Using the adtech example mentioned earlier, if we observe that no one looks at postal code beyond 30 days, we can create monthly aggregates that exclude the postal code dimension. Similarly, this analysis can be done for all dimensions to see what’s useful to keep and what can be removed, or simply made accessible but in a less optimized way. Time is an example of a dimension that’s rolled up to less granular buckets. Initially, the data may have a specific timestamp, but as it ages, it can be rolled up to the hour, day, week, month, and year levels.
Cardinality Consolidation
Most dimensions have a long tail, but we often care only about the head (eg, major cities, highly populated countries, top domains, biggest advertising campaigns). Combined, tail data is significant but individual rows are hard to analyze, parse, and reason about. One can take advantage of it by grouping tail data together into an “Other” category when aggregating the data. One approach is to keep the values that combine to be 80% of the volume and group the remainder into “Other.” It sounds simple but calculating the percentile is complex since each day will have slightly different values along the cutoff boundary and will lead to messy data. A way to handle that is to do this volume cutoff less frequently and by looking across a longer time period. Also note that if you do go down this road, you’ll inevitably need to come up with a way of excluding values from being masked, even if they are in the tail.
Sampling
The final approach I would like to discuss is data sampling. The simplest way to deal with high data volumes is to simply not capture it all. If feasible for your business, you can implement naive data sampling. For example, collecting 1% of your analytics data can still provide confidence in the results, if you have large-enough volumes. Alternatively, you may find that not all data holds the same value, allowing for more aggressive sampling of lower-value data. The idea here is to collect a percentage of events, such as 1%, and treat each collected event as a representation of 100 events. This makes slicing and dicing less accurate but leads to accurate aggregate results. The tradeoff, however, is that intentionally collecting less data may not be suitable if you frequently need to conduct in-depth analysis of rare events.

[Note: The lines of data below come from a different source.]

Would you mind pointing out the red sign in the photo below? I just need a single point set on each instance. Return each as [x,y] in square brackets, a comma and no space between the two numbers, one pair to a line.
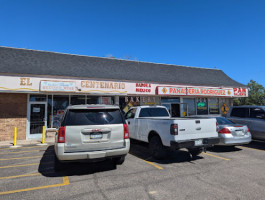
[240,92]
[171,91]
[143,87]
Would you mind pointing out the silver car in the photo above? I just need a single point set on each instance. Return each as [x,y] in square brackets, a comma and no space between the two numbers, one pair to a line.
[91,132]
[252,116]
[232,134]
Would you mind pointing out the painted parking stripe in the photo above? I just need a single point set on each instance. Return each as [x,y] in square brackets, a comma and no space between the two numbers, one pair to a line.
[155,165]
[65,182]
[22,147]
[21,158]
[252,148]
[14,152]
[10,166]
[150,163]
[217,156]
[18,176]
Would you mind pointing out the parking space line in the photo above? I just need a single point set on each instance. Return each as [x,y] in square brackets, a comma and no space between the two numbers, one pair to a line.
[22,148]
[65,182]
[216,156]
[21,158]
[9,166]
[19,152]
[151,163]
[252,148]
[18,176]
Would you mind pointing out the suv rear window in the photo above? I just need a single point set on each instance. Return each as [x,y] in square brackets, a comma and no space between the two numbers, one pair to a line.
[79,117]
[240,112]
[153,112]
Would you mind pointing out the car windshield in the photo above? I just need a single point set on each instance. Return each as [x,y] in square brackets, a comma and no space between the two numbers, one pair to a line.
[153,112]
[222,121]
[75,117]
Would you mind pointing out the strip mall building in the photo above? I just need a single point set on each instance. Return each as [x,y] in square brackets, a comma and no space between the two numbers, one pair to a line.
[36,87]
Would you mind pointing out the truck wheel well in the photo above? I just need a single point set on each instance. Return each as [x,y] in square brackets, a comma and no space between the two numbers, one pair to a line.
[152,134]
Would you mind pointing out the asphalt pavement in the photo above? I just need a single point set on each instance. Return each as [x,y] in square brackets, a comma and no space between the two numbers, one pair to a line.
[220,173]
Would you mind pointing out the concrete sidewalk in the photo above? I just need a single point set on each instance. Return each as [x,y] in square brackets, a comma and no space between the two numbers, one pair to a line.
[48,140]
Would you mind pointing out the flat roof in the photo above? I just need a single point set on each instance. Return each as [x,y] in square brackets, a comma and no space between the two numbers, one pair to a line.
[44,63]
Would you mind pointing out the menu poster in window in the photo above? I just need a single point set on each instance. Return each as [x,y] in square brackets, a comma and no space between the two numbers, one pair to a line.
[202,108]
[36,109]
[106,100]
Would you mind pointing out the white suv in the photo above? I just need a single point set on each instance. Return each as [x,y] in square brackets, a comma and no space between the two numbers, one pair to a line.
[91,132]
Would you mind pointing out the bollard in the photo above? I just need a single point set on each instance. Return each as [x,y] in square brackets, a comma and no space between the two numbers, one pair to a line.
[43,135]
[15,137]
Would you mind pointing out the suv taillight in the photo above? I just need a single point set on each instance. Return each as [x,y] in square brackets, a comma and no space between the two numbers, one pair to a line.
[61,135]
[224,131]
[174,129]
[126,131]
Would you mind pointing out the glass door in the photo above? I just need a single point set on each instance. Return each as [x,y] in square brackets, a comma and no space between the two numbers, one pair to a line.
[37,119]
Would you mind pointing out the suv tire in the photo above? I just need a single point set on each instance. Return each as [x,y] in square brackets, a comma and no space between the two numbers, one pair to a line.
[119,160]
[157,149]
[58,166]
[195,151]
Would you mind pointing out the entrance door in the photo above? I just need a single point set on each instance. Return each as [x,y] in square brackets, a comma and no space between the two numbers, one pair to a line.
[37,119]
[175,110]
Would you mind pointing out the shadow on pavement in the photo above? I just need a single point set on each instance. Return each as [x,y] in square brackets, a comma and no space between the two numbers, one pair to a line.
[256,144]
[46,166]
[140,150]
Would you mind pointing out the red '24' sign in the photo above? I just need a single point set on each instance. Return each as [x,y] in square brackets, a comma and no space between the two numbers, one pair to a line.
[240,92]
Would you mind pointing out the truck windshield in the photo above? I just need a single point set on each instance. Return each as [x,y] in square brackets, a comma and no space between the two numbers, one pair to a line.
[79,117]
[153,112]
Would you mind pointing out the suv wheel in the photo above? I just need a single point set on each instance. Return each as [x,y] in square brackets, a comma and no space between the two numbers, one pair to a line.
[58,166]
[195,151]
[119,160]
[157,149]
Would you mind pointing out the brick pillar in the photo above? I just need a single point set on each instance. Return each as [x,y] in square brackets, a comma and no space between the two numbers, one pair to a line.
[13,112]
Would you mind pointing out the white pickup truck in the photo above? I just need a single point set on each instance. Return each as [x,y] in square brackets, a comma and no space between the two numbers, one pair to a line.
[153,124]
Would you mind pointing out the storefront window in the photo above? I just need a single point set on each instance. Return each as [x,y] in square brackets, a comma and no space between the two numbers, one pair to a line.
[60,103]
[49,113]
[92,100]
[191,108]
[213,106]
[107,100]
[127,102]
[78,99]
[202,106]
[224,105]
[170,100]
[37,97]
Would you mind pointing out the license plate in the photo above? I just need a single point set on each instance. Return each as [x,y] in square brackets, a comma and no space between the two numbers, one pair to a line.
[240,133]
[96,136]
[198,142]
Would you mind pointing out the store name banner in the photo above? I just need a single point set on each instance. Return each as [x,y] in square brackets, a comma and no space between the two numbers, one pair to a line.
[240,92]
[54,86]
[102,87]
[190,91]
[171,91]
[209,92]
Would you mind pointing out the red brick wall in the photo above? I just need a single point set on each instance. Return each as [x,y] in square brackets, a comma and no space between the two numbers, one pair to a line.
[13,112]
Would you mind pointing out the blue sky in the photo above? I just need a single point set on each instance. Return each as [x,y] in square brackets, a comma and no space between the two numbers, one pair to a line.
[224,34]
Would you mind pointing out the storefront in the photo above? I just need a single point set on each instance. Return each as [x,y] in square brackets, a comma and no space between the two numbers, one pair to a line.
[32,100]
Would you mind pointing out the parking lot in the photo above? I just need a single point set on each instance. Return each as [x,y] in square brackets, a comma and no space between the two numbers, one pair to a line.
[221,173]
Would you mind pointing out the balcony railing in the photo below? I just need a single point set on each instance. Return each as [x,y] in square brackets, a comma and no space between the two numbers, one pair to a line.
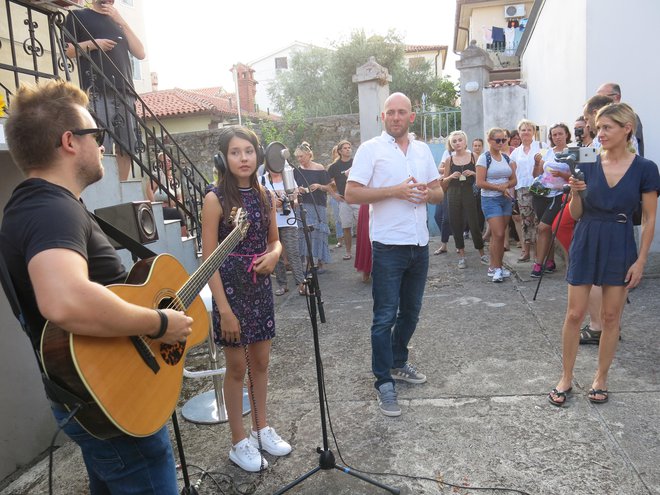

I hope that these techniques have offered a brief overview of the available options, but the real value comes from combining them. A mature approach uses all of the above to strike the right balance between cost, performance, and accuracy. This entails implementing intelligent sampling for a subset of your event data and utilizing various roll up processes to aggregate data across different dimensions and time intervals. Simultaneously, retaining raw for a certain period allows for the rare, yet important investigation. The optimal approach is going to be unique to each business but I hope the above are able to act as a good starting point.